Oh, and by the way what snake did this? Oh, no! that sets them thinking again! Hey! why can’t we just smell the roses and appreciate the snake skin and admire the wonder and beauty of the thing for what it is. We don’t know a lot about fire and electricity but we admire and use it. We drive cars we know little about, and have bodies that function perfectly and with simultaneous harmony and complexity without us even being consciously aware. Sometimes we overthink things and for the secret sake of pride want to know how or why, and not just appreciate with humble acceptance the One who made the tree and the snake. This leads not to the giving us accolades for seeming to be clever, but to praise and appreciation for the awesome intelligent design of a truly wonderful and amazing Creator, God.

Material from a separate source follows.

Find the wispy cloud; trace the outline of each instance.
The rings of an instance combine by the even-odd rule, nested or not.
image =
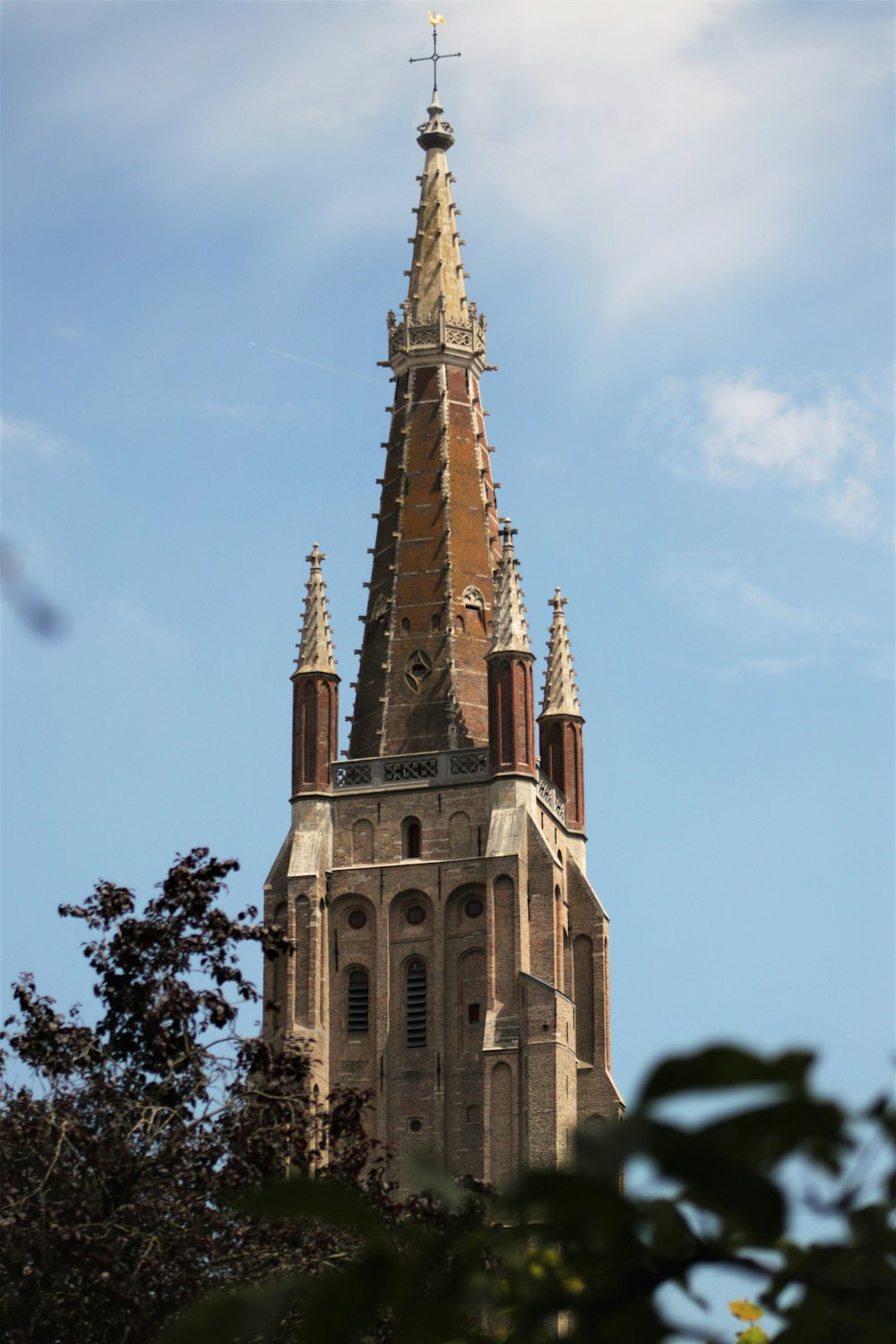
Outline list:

“Many, Lord my God, are the wonders you have done, the things you planned for us. None can compare with you; were I to speak and tell of your deeds, they would be too many to declare.” – Psalm 40:5 (NIV)
Have a wonderful week and stay safe. Please pray for rain and cessation of these many destructive fires. As it surely lives up to the poets description in My Country: “I love a sunburnt country. A land of sweeping plains, Of ragged mountain ranges, Of droughts and flooding rains.”